Dodge the slippery slope of loose ethics
In most ethical lapses, executives don’t start off with the intent to lie or defraud. Instead, they get caught up in a messy situation and compromise their ethics as a way to dig themselves out of their hole. What begins as a seemingly minor infraction spirals out of control over time.
Consider the case of Kweku Adoboli, 34, who worked at global bank UBS. In 2012, he was sentenced to seven years in prison for what London police called “the UK’s biggest fraud.”
Adoboli’s fraudulent trading cost UBS $2.3 billion. But he didn’t set out to cheat on such a massive scale.
In 2008, he was a top performer at the bank’s exchange-traded funds desk. When one of his trades lost $400,000, he sought to cover it up rather than admit it to higher-ups.
He initially figured that if he could hide the $400,000 loss from the bank’s accounts department for a short period, he’d earn the money back in other secret trades.
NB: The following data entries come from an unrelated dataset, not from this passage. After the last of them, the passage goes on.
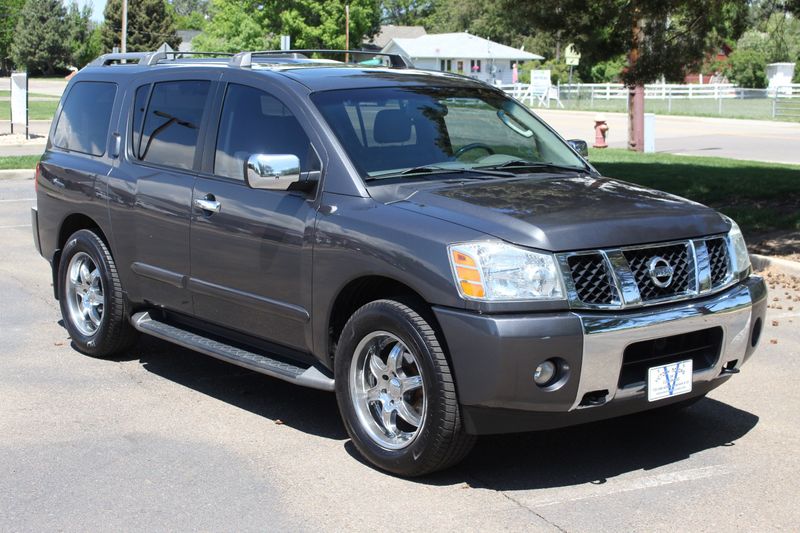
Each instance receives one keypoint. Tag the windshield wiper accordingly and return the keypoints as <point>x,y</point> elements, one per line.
<point>483,173</point>
<point>532,165</point>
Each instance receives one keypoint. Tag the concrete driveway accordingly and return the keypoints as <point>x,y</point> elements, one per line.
<point>163,438</point>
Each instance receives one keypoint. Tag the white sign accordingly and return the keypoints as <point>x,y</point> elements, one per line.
<point>19,98</point>
<point>571,56</point>
<point>541,79</point>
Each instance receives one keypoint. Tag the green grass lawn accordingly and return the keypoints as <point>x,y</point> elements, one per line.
<point>37,110</point>
<point>21,161</point>
<point>761,197</point>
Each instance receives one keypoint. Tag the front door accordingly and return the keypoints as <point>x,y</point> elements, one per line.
<point>251,253</point>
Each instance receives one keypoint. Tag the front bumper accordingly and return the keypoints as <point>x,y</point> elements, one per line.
<point>494,357</point>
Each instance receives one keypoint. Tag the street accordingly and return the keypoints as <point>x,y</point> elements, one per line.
<point>167,439</point>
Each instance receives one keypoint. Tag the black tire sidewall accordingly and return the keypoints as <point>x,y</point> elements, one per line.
<point>84,241</point>
<point>383,317</point>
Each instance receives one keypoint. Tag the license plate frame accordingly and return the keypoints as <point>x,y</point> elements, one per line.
<point>670,380</point>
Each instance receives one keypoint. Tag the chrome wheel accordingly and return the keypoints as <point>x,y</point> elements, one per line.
<point>84,294</point>
<point>387,390</point>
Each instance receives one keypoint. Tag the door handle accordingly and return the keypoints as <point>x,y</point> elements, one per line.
<point>207,204</point>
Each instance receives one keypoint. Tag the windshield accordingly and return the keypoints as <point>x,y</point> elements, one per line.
<point>405,131</point>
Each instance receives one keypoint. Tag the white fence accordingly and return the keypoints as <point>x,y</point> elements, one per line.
<point>721,99</point>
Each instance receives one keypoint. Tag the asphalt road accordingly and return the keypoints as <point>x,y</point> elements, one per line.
<point>165,439</point>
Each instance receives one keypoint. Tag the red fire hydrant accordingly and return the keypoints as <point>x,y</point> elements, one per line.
<point>600,131</point>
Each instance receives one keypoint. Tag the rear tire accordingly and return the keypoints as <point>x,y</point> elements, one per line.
<point>92,301</point>
<point>396,392</point>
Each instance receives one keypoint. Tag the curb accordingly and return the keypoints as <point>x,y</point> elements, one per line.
<point>782,266</point>
<point>19,173</point>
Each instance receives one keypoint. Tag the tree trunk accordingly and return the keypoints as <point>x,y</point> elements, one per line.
<point>636,118</point>
<point>636,89</point>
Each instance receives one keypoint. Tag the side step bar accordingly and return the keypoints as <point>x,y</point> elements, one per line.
<point>305,376</point>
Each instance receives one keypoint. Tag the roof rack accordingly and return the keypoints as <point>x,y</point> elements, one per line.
<point>245,59</point>
<point>242,59</point>
<point>141,58</point>
<point>149,58</point>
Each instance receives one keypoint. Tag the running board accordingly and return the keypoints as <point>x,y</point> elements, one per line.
<point>305,376</point>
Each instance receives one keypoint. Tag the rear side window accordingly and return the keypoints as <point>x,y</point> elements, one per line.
<point>83,123</point>
<point>166,122</point>
<point>254,122</point>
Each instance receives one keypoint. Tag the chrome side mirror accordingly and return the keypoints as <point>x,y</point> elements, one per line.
<point>582,147</point>
<point>275,172</point>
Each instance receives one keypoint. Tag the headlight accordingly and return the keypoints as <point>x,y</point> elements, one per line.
<point>495,271</point>
<point>740,259</point>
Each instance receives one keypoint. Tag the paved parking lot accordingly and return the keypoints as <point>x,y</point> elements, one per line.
<point>171,440</point>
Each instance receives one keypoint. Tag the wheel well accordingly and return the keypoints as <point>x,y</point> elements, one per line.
<point>71,224</point>
<point>74,223</point>
<point>360,292</point>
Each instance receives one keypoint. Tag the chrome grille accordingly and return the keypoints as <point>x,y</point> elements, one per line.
<point>591,278</point>
<point>618,278</point>
<point>677,255</point>
<point>718,260</point>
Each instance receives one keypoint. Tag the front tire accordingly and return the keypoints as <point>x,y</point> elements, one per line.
<point>90,293</point>
<point>396,392</point>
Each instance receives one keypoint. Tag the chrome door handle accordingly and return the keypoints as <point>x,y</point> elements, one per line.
<point>211,206</point>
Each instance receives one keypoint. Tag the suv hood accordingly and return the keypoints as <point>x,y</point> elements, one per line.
<point>559,213</point>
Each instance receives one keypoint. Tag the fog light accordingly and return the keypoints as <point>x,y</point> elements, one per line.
<point>545,373</point>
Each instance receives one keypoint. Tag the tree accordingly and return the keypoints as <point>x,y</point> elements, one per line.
<point>41,37</point>
<point>321,24</point>
<point>747,67</point>
<point>9,16</point>
<point>190,14</point>
<point>253,24</point>
<point>660,37</point>
<point>407,12</point>
<point>233,27</point>
<point>150,24</point>
<point>84,44</point>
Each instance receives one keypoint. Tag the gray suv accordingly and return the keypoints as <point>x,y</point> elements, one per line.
<point>417,242</point>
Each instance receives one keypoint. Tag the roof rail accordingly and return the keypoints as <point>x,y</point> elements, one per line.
<point>141,58</point>
<point>177,54</point>
<point>149,58</point>
<point>245,59</point>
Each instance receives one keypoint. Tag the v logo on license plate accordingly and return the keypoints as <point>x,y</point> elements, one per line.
<point>671,382</point>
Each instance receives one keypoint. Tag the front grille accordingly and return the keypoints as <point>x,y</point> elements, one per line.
<point>677,255</point>
<point>591,278</point>
<point>718,260</point>
<point>702,347</point>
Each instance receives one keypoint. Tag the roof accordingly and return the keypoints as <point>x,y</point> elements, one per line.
<point>314,74</point>
<point>333,77</point>
<point>455,45</point>
<point>390,31</point>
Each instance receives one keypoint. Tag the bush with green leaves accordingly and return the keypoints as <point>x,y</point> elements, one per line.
<point>41,39</point>
<point>150,24</point>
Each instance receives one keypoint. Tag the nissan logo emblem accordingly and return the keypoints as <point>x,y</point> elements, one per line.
<point>660,271</point>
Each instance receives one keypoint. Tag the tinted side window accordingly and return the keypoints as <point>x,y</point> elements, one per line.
<point>253,122</point>
<point>85,115</point>
<point>171,124</point>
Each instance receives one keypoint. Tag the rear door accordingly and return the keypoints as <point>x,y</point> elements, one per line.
<point>151,190</point>
<point>251,259</point>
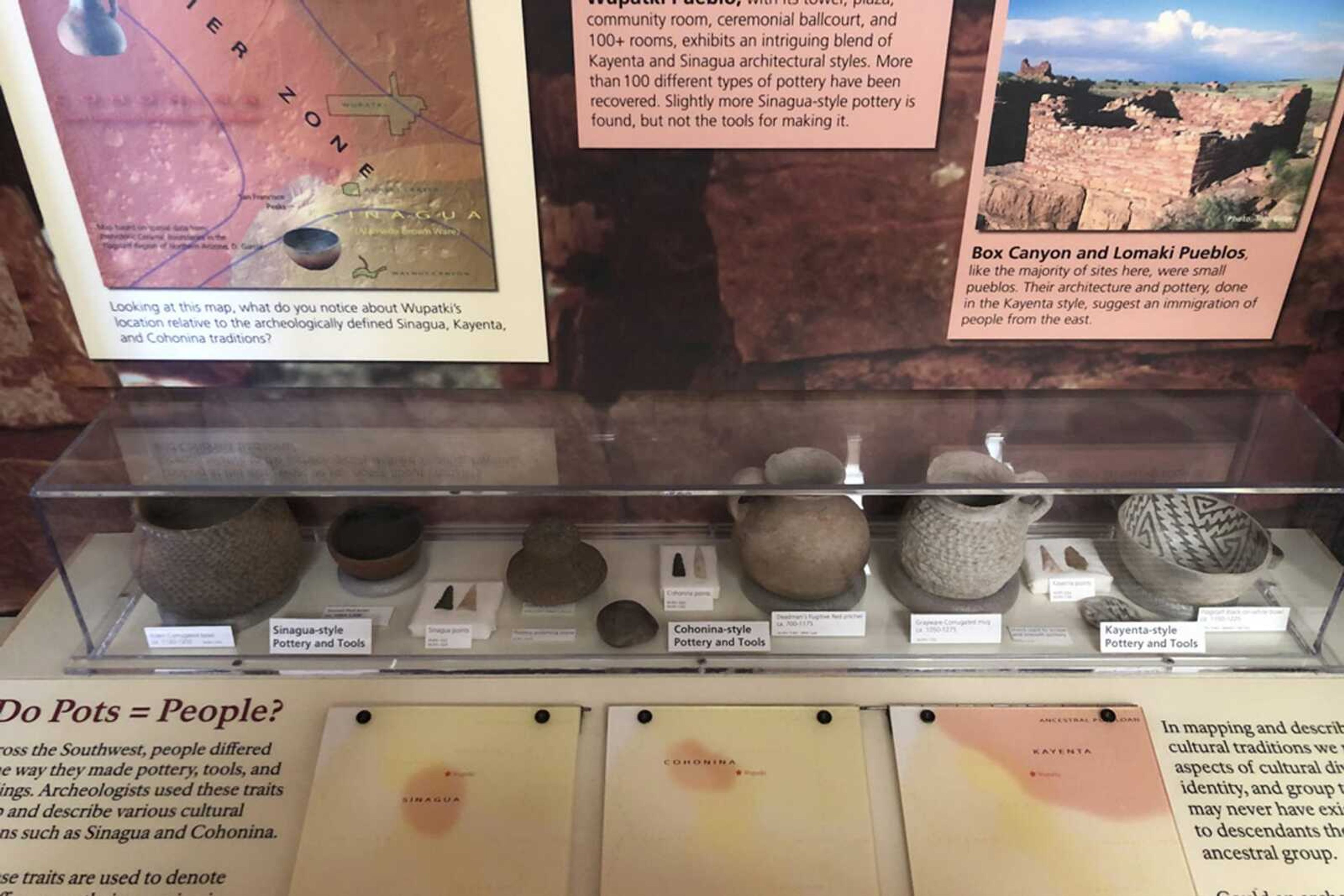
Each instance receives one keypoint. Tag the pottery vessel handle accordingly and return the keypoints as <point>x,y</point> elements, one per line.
<point>750,476</point>
<point>1038,504</point>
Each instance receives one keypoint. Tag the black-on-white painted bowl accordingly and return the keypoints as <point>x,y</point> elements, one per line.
<point>1193,549</point>
<point>312,248</point>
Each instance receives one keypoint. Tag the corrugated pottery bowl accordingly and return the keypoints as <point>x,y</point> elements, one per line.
<point>1193,549</point>
<point>216,558</point>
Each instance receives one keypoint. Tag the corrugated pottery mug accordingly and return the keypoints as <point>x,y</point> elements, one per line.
<point>216,558</point>
<point>968,547</point>
<point>807,547</point>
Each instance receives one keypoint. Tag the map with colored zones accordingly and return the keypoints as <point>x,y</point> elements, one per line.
<point>272,144</point>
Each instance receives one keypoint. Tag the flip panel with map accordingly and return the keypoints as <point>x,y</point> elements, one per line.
<point>728,801</point>
<point>272,144</point>
<point>421,801</point>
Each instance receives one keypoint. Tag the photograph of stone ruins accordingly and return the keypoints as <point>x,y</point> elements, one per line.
<point>1097,154</point>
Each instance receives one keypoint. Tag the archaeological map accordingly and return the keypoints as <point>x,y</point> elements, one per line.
<point>272,144</point>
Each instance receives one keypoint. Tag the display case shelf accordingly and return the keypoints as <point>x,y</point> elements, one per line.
<point>650,471</point>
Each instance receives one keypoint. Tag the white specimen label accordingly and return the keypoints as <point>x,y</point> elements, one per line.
<point>448,637</point>
<point>381,616</point>
<point>956,628</point>
<point>545,636</point>
<point>1073,587</point>
<point>322,636</point>
<point>1245,619</point>
<point>1057,636</point>
<point>819,625</point>
<point>189,637</point>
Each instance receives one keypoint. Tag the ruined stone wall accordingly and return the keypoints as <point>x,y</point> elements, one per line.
<point>1240,146</point>
<point>1144,163</point>
<point>1234,116</point>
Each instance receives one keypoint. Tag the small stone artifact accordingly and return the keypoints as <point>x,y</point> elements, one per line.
<point>213,559</point>
<point>554,566</point>
<point>1097,611</point>
<point>625,624</point>
<point>804,549</point>
<point>1074,559</point>
<point>968,547</point>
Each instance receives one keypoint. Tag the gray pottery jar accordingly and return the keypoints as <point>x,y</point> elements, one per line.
<point>216,558</point>
<point>802,549</point>
<point>968,547</point>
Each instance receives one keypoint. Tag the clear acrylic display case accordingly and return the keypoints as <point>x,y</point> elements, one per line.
<point>648,471</point>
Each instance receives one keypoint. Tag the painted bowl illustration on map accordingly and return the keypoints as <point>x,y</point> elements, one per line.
<point>312,248</point>
<point>88,30</point>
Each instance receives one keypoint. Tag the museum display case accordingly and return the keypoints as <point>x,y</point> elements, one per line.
<point>519,532</point>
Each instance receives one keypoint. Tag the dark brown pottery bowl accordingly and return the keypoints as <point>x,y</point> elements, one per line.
<point>377,542</point>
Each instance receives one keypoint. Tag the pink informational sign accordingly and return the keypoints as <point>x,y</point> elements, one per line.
<point>1143,194</point>
<point>847,75</point>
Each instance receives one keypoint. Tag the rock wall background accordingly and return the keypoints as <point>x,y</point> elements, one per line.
<point>691,270</point>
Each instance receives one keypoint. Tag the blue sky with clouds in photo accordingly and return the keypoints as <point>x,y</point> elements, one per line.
<point>1225,41</point>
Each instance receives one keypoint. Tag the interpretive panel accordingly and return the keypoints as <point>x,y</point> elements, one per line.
<point>327,162</point>
<point>200,786</point>
<point>1147,176</point>
<point>773,75</point>
<point>1046,800</point>
<point>736,800</point>
<point>409,798</point>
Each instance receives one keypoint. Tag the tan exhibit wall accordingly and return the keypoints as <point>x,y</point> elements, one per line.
<point>1252,768</point>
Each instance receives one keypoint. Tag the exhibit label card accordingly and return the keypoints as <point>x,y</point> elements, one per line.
<point>283,182</point>
<point>322,636</point>
<point>1152,637</point>
<point>725,801</point>
<point>1021,801</point>
<point>413,797</point>
<point>1144,174</point>
<point>772,76</point>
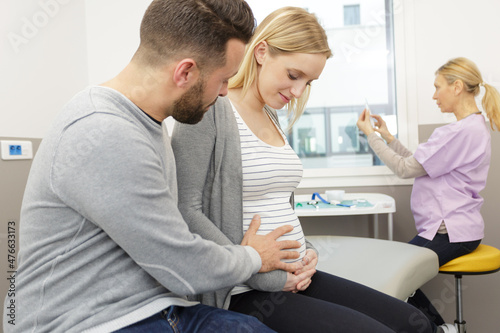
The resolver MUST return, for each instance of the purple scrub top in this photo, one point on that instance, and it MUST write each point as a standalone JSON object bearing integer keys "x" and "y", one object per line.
{"x": 456, "y": 159}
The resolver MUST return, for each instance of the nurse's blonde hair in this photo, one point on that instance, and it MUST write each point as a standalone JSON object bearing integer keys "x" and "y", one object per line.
{"x": 286, "y": 30}
{"x": 465, "y": 70}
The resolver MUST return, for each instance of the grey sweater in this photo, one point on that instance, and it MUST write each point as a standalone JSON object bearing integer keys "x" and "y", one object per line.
{"x": 102, "y": 242}
{"x": 209, "y": 172}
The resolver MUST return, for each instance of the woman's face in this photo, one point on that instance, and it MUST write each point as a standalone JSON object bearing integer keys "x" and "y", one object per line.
{"x": 282, "y": 78}
{"x": 445, "y": 94}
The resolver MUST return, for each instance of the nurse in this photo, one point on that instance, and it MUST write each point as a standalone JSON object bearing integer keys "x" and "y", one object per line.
{"x": 451, "y": 168}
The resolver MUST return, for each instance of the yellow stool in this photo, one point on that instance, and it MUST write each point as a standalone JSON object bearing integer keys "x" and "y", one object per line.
{"x": 483, "y": 260}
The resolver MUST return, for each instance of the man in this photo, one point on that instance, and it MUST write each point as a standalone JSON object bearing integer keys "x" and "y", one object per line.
{"x": 103, "y": 245}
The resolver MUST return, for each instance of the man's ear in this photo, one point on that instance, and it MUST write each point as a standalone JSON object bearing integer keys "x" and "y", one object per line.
{"x": 458, "y": 86}
{"x": 260, "y": 52}
{"x": 185, "y": 72}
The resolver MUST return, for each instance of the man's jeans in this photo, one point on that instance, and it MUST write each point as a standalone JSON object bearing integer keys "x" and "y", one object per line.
{"x": 198, "y": 318}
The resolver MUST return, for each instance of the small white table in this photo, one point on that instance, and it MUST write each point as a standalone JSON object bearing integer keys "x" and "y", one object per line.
{"x": 382, "y": 204}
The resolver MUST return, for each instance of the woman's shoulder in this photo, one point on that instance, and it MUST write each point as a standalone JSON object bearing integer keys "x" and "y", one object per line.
{"x": 472, "y": 125}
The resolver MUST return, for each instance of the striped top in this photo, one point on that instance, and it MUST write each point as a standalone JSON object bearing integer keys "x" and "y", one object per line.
{"x": 270, "y": 175}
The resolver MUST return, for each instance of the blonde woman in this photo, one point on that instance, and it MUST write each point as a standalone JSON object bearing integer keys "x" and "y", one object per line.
{"x": 451, "y": 168}
{"x": 237, "y": 162}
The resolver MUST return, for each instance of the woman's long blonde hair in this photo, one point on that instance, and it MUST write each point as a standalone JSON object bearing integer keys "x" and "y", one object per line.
{"x": 465, "y": 70}
{"x": 286, "y": 30}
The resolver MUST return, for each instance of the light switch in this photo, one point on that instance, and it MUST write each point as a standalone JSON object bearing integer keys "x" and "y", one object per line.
{"x": 16, "y": 150}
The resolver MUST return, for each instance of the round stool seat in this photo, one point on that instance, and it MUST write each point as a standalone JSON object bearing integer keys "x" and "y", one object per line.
{"x": 483, "y": 260}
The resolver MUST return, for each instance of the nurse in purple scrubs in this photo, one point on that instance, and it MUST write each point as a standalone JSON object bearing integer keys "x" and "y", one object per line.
{"x": 450, "y": 169}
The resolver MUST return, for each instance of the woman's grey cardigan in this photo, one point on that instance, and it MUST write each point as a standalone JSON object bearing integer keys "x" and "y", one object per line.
{"x": 209, "y": 173}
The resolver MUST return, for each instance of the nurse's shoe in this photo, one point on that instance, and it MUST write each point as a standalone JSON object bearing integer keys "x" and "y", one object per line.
{"x": 447, "y": 328}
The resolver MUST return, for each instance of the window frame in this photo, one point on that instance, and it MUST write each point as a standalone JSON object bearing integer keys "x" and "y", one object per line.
{"x": 405, "y": 79}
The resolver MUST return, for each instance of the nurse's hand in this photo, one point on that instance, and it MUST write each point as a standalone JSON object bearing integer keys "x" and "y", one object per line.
{"x": 364, "y": 123}
{"x": 381, "y": 127}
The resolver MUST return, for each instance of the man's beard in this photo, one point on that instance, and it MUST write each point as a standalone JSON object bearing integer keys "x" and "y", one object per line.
{"x": 189, "y": 108}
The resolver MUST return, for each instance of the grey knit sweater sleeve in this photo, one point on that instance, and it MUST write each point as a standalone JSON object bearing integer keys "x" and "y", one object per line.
{"x": 102, "y": 242}
{"x": 208, "y": 159}
{"x": 397, "y": 158}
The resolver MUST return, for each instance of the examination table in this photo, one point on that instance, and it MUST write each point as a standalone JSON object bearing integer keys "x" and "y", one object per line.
{"x": 395, "y": 268}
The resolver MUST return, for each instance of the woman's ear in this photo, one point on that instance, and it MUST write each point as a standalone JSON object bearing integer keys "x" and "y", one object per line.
{"x": 260, "y": 52}
{"x": 458, "y": 85}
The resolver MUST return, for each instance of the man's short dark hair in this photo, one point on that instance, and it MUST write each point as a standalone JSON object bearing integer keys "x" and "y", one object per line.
{"x": 198, "y": 29}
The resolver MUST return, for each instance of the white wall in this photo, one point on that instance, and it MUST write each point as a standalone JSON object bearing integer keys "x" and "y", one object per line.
{"x": 447, "y": 29}
{"x": 112, "y": 35}
{"x": 51, "y": 49}
{"x": 43, "y": 62}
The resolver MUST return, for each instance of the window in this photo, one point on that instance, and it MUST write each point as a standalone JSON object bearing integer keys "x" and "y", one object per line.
{"x": 362, "y": 69}
{"x": 351, "y": 15}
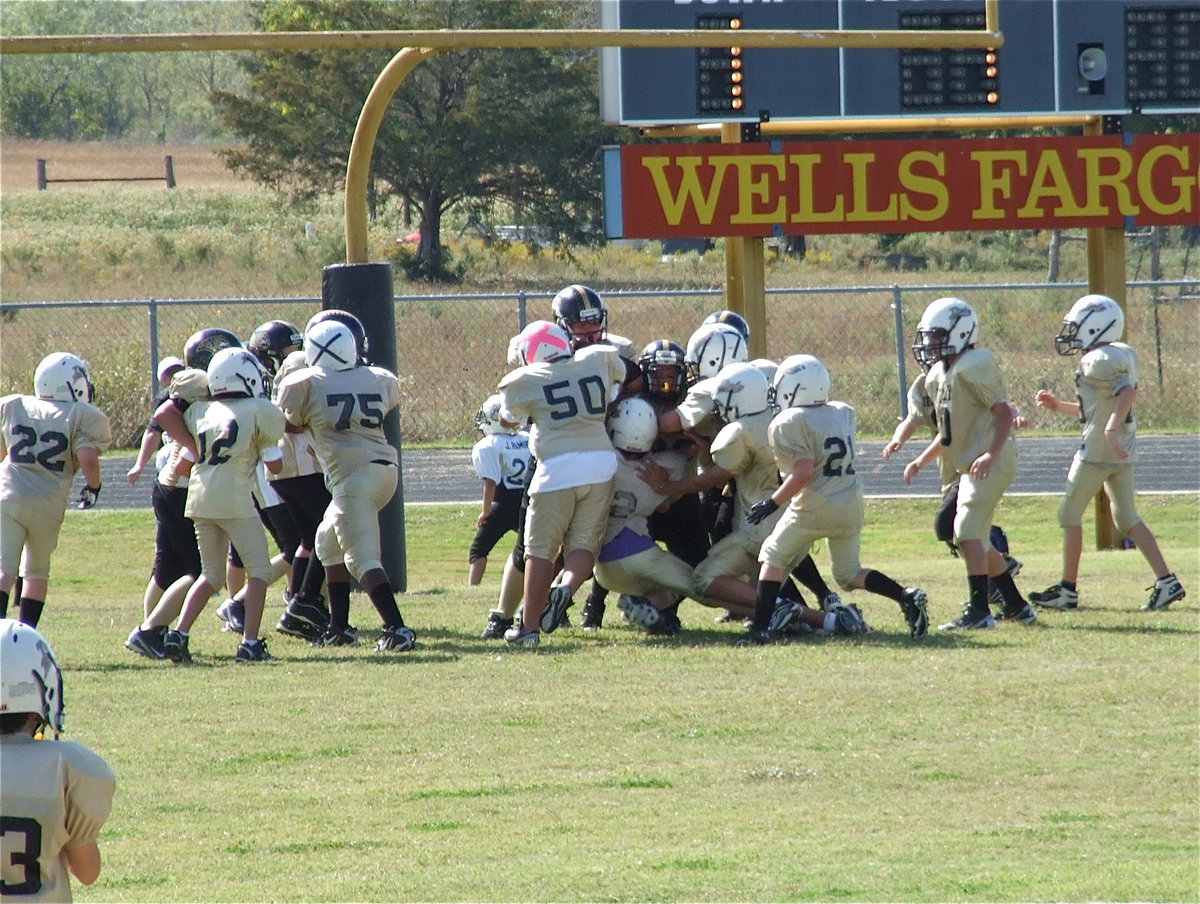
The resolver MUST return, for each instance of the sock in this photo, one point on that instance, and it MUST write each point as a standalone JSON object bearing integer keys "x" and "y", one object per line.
{"x": 765, "y": 604}
{"x": 1007, "y": 588}
{"x": 977, "y": 585}
{"x": 807, "y": 573}
{"x": 383, "y": 598}
{"x": 31, "y": 610}
{"x": 339, "y": 605}
{"x": 295, "y": 578}
{"x": 883, "y": 586}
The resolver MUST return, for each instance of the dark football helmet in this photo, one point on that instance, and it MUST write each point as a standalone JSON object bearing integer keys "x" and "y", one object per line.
{"x": 663, "y": 367}
{"x": 580, "y": 305}
{"x": 353, "y": 323}
{"x": 201, "y": 347}
{"x": 273, "y": 341}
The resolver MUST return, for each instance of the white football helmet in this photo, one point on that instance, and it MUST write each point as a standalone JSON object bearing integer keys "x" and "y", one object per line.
{"x": 948, "y": 327}
{"x": 331, "y": 345}
{"x": 712, "y": 347}
{"x": 741, "y": 390}
{"x": 543, "y": 341}
{"x": 1090, "y": 321}
{"x": 634, "y": 425}
{"x": 487, "y": 418}
{"x": 30, "y": 678}
{"x": 235, "y": 371}
{"x": 63, "y": 377}
{"x": 801, "y": 379}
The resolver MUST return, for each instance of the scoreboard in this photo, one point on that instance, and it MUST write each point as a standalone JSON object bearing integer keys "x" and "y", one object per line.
{"x": 1105, "y": 57}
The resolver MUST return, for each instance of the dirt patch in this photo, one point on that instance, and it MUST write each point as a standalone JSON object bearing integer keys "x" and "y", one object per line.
{"x": 195, "y": 167}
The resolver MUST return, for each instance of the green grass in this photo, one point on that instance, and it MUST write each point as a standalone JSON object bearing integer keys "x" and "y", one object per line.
{"x": 1054, "y": 762}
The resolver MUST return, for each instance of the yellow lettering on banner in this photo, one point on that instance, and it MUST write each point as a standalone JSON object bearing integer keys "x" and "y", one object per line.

But the more he tried to recover his loss, the more he engaged in fraud.
Over the next 2½ years, he realized that he could fake transactions with impunity. So he kept making bigger and bigger illegal trades.
Some of those trades made money, but he didn’t earmark the funds to the bank. Concealing his profits as well as his losses, he established a secret account that he viewed as his own “rainy day” fund.
Moral of the story: When monitoring your own ethical behavior, maintain a high standard. Don’t try to justify small violations by telling yourself, “I’ll do it just this once.”
— Adapted from The Power of Noticing, Max Bazerman, Simon & Schuster.